The heavy human toll does not, however, explain how a hundred inmates of this overcrowded prison, the largest penitentiary in the country, were able to escape in the middle of the night, a little before 2 a.m. While power cuts have been mentioned, the Minister of Justice, Constant Mutamba, has denounced “premeditated acts of sabotage” and promised that “investigations [sont] in progress “The Interior Ministry also said that 59 prisoners were injured in the events and “deplores the fire in the administrative buildings, the registry, the infirmary and the food depots.”
Read the decryption | In the DRC, the “inhumane” detention conditions of Makala prison
Add to your selections
Several videos have since emerged on social media, including one filmed inside the prison on the night of the escape, showing inmates fleeing to the sound of bursts of automatic weapons fire. The gunshots rang out for several hours, according to testimonies collected by Agence France-Presse. Another video document, recorded Monday morning, shows dozens of inert bodies lined up along the perimeter wall of the Makala penitentiary center.

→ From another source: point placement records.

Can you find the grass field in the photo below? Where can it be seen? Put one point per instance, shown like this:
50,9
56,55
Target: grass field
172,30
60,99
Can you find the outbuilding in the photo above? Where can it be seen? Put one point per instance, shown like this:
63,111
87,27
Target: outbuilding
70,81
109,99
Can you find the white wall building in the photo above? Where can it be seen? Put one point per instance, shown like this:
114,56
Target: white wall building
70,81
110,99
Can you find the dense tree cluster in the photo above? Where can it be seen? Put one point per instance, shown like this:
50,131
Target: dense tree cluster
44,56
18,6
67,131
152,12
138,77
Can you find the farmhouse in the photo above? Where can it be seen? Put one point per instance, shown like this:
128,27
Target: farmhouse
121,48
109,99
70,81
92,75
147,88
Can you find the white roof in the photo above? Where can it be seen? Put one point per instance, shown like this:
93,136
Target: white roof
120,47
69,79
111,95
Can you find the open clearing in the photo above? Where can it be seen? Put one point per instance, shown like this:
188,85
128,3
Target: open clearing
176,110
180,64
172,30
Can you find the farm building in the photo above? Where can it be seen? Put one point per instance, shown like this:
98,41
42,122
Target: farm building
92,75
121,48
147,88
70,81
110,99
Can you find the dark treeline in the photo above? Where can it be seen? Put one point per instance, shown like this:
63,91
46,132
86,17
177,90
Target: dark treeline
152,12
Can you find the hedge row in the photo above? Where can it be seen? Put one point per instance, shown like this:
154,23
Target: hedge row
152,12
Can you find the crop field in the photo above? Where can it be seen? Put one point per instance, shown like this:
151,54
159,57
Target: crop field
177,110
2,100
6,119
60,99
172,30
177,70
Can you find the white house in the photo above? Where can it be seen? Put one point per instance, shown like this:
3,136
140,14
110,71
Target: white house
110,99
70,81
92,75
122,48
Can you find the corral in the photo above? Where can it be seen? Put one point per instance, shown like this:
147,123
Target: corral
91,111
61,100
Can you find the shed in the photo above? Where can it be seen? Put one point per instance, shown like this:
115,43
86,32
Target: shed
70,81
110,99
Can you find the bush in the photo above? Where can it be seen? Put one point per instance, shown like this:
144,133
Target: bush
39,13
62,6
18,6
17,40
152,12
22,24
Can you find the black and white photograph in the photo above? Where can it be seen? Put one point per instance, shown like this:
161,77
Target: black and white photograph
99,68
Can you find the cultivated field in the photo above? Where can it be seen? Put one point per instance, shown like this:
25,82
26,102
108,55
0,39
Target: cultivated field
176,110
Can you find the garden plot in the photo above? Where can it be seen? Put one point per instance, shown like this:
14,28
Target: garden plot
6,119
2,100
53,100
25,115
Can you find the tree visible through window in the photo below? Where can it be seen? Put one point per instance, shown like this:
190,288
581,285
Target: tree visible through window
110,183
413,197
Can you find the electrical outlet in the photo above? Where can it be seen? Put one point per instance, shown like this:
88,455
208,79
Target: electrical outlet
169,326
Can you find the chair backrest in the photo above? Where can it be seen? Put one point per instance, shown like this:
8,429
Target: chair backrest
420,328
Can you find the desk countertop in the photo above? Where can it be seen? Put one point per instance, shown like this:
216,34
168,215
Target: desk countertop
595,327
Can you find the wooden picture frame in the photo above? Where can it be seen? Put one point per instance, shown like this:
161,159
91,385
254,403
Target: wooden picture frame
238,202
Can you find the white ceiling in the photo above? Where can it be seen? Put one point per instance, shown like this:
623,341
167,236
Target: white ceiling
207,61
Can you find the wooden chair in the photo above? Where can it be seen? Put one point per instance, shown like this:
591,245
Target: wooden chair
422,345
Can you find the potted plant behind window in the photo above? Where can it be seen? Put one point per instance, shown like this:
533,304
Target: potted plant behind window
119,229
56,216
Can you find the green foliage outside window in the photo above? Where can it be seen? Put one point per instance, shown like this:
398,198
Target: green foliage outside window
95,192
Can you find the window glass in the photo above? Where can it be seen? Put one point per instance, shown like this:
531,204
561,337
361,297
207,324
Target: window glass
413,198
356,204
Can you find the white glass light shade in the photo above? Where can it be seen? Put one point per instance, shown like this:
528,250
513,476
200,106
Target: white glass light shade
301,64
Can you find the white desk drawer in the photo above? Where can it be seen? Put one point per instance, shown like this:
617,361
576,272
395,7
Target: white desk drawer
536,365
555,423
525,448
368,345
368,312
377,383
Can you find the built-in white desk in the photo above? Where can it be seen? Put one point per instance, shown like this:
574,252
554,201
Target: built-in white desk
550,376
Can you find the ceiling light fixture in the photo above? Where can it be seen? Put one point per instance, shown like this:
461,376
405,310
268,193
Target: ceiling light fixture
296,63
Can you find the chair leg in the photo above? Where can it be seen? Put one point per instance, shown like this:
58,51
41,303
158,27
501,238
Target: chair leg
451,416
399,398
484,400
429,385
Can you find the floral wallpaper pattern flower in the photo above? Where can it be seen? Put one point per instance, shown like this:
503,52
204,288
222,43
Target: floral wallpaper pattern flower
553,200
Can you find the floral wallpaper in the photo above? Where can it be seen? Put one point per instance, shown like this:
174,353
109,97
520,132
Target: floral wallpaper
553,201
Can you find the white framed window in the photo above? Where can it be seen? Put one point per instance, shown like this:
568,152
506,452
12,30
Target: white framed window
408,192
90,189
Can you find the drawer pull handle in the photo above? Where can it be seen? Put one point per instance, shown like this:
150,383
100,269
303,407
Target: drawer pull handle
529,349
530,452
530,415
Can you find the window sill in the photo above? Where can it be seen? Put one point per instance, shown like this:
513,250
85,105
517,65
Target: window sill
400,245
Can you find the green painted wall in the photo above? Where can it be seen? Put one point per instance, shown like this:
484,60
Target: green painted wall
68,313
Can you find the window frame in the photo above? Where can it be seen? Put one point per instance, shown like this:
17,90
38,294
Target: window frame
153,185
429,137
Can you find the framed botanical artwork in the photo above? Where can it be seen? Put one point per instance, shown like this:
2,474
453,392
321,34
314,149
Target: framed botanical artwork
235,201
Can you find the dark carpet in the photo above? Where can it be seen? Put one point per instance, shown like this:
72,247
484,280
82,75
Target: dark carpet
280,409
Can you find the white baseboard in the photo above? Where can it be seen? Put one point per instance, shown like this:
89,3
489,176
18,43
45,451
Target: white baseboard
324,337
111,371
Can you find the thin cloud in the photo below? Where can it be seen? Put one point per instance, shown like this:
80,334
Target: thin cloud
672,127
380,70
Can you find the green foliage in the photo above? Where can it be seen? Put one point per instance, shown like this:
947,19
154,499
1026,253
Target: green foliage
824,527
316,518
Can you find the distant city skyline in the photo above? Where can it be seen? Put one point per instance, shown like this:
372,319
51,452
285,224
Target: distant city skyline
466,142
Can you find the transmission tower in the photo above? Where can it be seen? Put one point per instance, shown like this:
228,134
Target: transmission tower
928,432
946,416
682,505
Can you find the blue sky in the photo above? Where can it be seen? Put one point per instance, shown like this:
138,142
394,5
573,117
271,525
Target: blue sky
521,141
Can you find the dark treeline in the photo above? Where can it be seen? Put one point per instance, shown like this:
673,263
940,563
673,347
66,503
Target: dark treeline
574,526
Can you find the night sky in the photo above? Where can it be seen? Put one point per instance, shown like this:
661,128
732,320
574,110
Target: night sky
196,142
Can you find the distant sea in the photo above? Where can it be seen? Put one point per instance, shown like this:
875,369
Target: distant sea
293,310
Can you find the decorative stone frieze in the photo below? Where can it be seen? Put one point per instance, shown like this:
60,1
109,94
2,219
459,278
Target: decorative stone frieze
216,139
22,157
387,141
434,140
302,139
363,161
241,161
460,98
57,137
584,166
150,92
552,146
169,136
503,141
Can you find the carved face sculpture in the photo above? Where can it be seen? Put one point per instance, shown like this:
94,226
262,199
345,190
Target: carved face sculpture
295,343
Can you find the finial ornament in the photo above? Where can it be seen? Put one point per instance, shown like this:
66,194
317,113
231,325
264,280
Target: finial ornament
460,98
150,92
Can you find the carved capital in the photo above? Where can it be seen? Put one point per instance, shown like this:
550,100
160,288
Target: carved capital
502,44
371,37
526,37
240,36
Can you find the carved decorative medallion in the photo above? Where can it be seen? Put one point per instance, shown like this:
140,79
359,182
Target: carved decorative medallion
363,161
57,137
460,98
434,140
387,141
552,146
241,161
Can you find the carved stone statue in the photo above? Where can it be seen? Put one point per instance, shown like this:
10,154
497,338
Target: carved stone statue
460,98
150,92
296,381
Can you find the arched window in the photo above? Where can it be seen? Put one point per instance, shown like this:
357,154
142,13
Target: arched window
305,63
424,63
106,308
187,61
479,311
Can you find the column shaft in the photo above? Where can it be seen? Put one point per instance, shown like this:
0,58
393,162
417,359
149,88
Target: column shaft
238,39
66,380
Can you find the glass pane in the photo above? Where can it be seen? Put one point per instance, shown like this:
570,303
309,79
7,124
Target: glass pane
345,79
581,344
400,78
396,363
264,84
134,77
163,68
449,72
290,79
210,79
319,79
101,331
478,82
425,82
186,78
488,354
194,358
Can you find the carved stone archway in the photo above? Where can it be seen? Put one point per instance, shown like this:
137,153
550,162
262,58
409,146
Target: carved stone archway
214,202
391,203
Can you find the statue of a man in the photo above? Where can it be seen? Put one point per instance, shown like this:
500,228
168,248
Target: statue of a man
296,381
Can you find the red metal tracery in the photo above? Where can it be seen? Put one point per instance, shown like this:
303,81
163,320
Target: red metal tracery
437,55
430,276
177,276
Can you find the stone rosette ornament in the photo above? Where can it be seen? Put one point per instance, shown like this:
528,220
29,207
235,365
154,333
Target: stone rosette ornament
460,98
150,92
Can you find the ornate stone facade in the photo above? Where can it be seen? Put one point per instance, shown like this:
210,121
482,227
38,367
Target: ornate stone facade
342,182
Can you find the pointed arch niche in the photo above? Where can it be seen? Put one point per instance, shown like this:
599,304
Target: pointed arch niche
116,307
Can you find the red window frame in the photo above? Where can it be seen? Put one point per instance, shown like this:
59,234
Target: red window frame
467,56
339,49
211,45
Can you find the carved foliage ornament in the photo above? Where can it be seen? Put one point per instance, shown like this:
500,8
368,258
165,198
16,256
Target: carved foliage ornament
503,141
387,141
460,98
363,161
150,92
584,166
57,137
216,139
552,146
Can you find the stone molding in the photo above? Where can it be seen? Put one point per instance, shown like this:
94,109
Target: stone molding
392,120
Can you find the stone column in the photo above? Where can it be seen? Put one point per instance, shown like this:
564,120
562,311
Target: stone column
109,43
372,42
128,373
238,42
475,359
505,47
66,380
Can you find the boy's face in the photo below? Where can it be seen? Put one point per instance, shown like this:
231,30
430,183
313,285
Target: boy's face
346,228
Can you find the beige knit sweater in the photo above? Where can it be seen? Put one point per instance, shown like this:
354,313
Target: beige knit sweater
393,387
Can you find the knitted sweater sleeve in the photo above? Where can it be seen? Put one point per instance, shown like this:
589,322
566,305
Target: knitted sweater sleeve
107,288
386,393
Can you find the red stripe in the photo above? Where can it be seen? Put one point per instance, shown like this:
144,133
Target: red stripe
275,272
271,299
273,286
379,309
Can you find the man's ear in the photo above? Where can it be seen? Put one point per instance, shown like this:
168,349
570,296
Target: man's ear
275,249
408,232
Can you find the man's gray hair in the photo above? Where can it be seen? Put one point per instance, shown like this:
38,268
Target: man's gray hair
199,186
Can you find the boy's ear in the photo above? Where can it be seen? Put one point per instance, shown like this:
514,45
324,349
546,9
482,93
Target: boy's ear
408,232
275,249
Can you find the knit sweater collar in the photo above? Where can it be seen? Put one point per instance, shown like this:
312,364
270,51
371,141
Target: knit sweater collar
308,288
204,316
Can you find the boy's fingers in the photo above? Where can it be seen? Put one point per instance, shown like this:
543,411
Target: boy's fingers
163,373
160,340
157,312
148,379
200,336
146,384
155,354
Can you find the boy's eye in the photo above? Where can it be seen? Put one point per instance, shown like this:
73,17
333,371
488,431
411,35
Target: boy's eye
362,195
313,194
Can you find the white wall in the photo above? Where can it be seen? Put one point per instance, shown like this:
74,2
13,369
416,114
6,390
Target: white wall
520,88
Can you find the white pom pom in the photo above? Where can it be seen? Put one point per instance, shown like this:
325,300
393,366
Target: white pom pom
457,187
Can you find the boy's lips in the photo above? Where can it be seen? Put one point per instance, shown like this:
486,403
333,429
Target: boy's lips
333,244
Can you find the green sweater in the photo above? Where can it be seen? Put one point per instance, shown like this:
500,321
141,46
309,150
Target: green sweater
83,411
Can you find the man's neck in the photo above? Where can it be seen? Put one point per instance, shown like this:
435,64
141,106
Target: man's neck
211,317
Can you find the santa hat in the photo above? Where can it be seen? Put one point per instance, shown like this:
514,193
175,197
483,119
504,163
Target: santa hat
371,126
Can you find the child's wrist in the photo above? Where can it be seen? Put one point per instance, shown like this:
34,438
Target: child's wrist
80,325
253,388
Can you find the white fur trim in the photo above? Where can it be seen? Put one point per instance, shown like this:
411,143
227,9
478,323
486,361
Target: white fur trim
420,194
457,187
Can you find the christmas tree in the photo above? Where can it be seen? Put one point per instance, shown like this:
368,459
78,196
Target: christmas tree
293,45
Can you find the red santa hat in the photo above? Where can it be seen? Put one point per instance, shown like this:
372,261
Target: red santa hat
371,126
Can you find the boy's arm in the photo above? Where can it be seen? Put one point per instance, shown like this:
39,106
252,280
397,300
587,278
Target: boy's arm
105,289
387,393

The manner in which Congolese security forces suppressed the mutiny is also unclear. “The disproportion of the repression is scandalous, in a penitentiary centre where we already know that the conditions of detention are appalling”notes Hervé Diakese, lawyer and spokesperson for the opposition party Together for the Republic. “The repression is disproportionate but not unprecedented”he worries, citing the Kilwa massacre which occurred in August in Haut-Katanga, where ten civilians lost their lives under army bullets, and which raises questions about the methods and responsibility of the police.
A death house built in 1957, never modernized
The Makala massacre has once again brought the issue of overcrowding in Congolese prisons to the centre of the national debate. With a capacity of 1,500 places, the penitentiary houses around 15,000 prisoners – many of whom have not been convicted and are languishing in pre-trial detention.
You have 39.47% of this article left to read. The rest is reserved for subscribers.